Suburban residents have been “paying more than their fair share” toward metropolitan transportation projects, Koznick said, many of them in the state’s two counties that are home to Minneapolis and St. Paul.
Redirecting proceeds from the motor vehicle lease sales tax, he continued, would provide more funding for suburban transportation infrastructure and rural transit needs “without higher taxes or higher fees.”
Current state law dictates the first $32 million of revenues collected from the tax each year are deposited in the General Fund. The remainder is split evenly between the County State-Aid Highway Fund and the Greater Minnesota transit account.
Approved by the committee and sent to the House Taxes Committee, Koznick’s bill would split those reallocated funds evenly between rural transit and county state-aid highways in the Twin Cities’ “collar counties.”
There is no Senate companion.
Some members took exception to the exclusion of the state’s most populous counties, with Rep. Clark Johnson (DFL-North Mankato) saying the move pitted one part of the state against another for much-needed transportation funding.
Rep.
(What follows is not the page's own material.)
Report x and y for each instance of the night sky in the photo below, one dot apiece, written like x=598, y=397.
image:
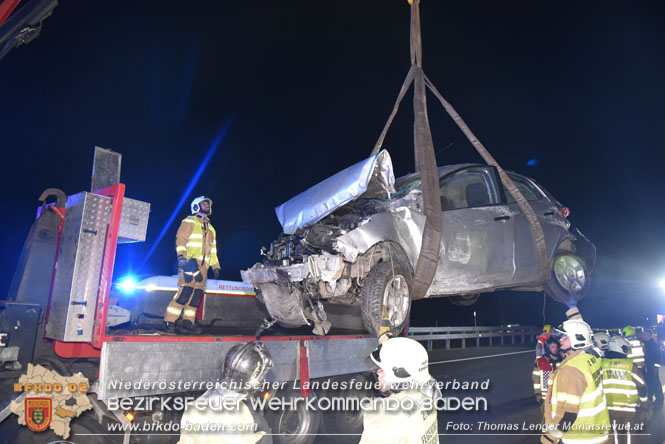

Ron Erhardt (DFL-Edina), whose district lies entirely within Hennepin County, said much of the leased vehicle sales tax revenue is generated in Hennepin and Ramsey counties. To exclude them from the reallocated tax revenue, he said, “That’s baloney.”
“You say, ‘We’ve been paying for it,’” Erhardt told Koznick. “Yeah, (Hennepin and Ramsey counties) have been paying for it.”
Keith Carlson, executive director of the Minnesota Inter-County Association, sounded a supportive note, saying “this leased vehicle sales tax is a quid pro quo” to the suburban counties paying a transit sales tax they feel has been disproportionately spent on projects in Hennepin and Ramsey counties.